Can anyone point me to how much the guy had actually earned? I feel that if he’d stayed in the US and earned Microsoft stock options he’d be much better off financially


The latest news I can find shows the company he founded was planning to IPO at a valuation of $2.5billion. If one were to assume the founder owns 10% of the company (reasonable at IPO based on what I know), he would have made about $250 million in equity. [https://www.business-standard.com/article/companies/snapdeal...]

This is in addition to about $650k annual salary in India. [https://www.zeebiz.com/companies/news-snapdeal-co-founders-k...]

This would be pretty much impossible even with a very successful career at Microsoft, short of becoming an SVP or the CEO.


Also, one can potentially do more with a given amount of dollars in India than in the US, because things tend to be cheaper in India.

But, with the amount of money involved in this particular case I don't think any of that matters.


Absolutely impossible that MS stock options as a Software Engineer in 2007 gave you $200m plus today.


There is more to life than chasing TC.


Err, even disregarding the fact that there's more to life than the money you earn, staying in the US wasn't even an option for him.


Is that all that matters to people these days?


No but if we want to quantify whether a decision was a net win or not, a valid approach is to express it in monetary terms.
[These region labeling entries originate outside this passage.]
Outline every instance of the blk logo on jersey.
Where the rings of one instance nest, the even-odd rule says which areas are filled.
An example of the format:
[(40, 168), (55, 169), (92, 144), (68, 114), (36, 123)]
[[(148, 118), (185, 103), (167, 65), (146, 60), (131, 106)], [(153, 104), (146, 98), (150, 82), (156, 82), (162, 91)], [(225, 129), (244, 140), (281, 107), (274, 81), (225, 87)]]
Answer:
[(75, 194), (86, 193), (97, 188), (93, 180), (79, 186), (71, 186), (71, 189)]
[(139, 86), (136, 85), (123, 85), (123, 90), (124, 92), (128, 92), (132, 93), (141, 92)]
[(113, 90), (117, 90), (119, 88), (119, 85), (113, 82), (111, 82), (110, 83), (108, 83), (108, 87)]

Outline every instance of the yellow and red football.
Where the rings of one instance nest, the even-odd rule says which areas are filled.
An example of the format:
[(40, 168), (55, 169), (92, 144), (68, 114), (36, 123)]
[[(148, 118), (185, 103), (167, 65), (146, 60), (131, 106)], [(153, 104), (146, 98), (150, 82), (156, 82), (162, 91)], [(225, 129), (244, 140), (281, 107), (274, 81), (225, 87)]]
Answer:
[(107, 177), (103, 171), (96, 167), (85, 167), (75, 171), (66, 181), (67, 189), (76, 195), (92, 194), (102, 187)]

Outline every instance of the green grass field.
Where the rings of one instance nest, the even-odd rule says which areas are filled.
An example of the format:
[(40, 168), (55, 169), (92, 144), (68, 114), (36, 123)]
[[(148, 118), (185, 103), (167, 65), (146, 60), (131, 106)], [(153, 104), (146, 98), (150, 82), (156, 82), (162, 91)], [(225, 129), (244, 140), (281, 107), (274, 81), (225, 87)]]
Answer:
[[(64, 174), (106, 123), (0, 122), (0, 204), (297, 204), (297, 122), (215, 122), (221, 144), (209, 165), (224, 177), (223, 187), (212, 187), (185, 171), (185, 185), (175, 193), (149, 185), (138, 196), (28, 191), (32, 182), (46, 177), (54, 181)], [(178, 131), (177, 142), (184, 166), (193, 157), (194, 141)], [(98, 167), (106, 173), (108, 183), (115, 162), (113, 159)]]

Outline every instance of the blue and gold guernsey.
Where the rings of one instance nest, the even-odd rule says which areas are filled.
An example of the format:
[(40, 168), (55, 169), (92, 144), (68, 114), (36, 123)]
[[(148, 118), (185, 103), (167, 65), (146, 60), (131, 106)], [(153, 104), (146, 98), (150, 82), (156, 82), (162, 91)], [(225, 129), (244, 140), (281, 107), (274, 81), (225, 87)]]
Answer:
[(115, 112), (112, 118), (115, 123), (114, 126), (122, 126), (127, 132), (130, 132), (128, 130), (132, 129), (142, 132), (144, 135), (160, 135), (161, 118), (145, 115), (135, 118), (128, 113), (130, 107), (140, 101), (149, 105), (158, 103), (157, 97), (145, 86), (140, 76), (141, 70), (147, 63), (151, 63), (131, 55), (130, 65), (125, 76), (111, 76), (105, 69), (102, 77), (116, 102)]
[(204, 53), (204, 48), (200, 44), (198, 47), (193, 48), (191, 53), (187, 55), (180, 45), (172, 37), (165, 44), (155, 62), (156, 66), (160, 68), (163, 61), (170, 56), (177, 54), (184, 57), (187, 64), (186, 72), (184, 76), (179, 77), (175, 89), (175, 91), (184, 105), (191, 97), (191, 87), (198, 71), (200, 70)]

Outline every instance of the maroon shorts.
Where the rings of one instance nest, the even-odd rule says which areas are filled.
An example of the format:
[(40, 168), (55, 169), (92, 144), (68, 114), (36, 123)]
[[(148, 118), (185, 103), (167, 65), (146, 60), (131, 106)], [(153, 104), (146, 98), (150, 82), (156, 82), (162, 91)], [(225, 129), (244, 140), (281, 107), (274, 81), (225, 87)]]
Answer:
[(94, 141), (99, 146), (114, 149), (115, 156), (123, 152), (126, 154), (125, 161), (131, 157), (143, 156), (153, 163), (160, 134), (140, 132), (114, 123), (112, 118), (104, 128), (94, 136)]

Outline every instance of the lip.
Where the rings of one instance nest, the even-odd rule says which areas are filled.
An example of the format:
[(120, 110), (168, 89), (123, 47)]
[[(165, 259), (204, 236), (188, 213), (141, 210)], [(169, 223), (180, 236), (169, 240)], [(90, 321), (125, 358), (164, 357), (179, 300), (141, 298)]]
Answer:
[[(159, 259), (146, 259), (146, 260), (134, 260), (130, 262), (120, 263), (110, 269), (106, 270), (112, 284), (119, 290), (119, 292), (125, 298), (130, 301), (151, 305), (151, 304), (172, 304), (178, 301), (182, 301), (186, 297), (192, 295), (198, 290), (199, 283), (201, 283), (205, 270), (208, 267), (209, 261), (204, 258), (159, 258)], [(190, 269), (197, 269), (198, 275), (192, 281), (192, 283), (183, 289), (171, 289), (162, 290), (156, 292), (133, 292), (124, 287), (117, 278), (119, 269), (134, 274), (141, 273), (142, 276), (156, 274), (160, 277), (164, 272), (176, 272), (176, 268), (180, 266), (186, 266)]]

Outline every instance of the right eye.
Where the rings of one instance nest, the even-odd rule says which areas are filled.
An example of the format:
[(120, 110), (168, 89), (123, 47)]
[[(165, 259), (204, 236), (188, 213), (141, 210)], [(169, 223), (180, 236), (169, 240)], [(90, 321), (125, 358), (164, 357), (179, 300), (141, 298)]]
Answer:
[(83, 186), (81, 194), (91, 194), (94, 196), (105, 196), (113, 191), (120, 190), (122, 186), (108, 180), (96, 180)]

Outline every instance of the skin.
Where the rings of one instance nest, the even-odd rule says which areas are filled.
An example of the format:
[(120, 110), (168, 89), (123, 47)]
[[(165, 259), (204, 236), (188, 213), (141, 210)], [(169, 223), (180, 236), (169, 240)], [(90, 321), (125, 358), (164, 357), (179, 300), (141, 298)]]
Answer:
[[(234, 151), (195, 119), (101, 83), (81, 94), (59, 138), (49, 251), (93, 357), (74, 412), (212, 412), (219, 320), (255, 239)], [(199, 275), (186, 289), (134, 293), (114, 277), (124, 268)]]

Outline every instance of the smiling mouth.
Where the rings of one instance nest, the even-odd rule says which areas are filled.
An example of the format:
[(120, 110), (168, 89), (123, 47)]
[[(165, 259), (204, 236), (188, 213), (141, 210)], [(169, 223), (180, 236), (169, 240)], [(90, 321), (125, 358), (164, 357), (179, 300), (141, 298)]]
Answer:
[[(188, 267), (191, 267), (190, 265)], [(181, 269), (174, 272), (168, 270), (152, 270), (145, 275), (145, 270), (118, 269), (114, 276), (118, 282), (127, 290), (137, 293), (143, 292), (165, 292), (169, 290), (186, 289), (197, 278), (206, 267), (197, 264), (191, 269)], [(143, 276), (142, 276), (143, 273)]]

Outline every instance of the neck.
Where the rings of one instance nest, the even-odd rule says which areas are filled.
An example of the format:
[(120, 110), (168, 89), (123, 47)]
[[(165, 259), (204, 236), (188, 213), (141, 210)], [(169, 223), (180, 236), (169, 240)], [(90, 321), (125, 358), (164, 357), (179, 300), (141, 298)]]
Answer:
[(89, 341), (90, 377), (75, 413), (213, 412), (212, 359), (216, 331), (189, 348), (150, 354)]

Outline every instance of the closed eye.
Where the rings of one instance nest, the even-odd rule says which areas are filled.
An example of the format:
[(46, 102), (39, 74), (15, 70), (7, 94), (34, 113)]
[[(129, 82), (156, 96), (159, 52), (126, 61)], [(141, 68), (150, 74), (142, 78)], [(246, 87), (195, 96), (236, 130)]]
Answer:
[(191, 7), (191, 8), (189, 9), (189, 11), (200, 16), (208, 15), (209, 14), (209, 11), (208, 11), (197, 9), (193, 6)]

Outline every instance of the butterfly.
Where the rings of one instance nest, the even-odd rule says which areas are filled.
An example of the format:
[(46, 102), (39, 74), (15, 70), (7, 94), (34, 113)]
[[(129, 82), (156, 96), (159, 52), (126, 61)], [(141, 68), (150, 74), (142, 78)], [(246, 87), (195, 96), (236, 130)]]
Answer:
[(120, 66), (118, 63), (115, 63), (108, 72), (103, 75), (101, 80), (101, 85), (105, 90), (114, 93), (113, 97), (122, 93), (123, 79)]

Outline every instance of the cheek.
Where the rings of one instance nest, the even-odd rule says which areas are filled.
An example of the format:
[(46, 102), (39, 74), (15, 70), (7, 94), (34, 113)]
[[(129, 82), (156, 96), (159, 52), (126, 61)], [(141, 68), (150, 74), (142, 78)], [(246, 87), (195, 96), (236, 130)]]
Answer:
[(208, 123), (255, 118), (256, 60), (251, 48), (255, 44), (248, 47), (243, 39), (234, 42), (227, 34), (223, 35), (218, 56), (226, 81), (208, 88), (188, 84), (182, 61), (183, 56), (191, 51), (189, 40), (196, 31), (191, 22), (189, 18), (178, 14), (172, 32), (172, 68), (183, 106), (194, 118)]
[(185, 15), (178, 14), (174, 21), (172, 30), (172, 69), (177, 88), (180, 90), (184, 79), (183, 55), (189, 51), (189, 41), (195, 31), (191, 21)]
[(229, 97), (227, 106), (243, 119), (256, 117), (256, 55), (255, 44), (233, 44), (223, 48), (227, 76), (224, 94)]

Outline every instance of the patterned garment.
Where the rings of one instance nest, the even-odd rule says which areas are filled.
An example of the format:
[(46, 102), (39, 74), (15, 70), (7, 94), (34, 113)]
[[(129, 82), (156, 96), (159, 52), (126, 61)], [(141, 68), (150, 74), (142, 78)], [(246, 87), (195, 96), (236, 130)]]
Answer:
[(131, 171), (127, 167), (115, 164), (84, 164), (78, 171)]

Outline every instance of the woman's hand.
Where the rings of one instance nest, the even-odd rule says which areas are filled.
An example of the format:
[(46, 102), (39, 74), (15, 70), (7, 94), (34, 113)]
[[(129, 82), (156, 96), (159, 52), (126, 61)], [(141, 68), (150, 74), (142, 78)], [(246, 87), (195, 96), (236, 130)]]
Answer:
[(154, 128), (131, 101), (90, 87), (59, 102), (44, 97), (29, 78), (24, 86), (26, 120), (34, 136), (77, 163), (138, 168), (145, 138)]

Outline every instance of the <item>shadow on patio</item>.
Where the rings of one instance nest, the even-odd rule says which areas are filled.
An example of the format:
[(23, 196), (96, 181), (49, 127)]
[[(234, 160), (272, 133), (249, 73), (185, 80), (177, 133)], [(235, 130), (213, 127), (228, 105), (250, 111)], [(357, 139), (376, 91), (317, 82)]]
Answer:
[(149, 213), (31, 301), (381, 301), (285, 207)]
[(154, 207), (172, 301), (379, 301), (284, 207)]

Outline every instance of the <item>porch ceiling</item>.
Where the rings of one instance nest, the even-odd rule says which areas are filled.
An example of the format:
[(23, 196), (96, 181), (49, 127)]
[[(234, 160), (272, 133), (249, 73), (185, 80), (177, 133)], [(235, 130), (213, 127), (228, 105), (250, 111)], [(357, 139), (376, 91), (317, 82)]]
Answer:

There are other approaches, some more objective some less, but money is simple.

E.g. if I worked at MS and over 10 years built a capital of $1mln, vs having worked in India and built a capital of $300k, there may be other considerations, but in purely monetary terms the MS approach would’ve been much better. Further compound interest will make the $1mln wealth run away much faster than $300k.


Except that $300k in India gets you farther than $1M in the US.


I wouldnt want this unprofessional person working for me. Look at how he lazily half-censored the names of his co-workers at Microsoft that sent/cc the email, in such a way that you can easily read it.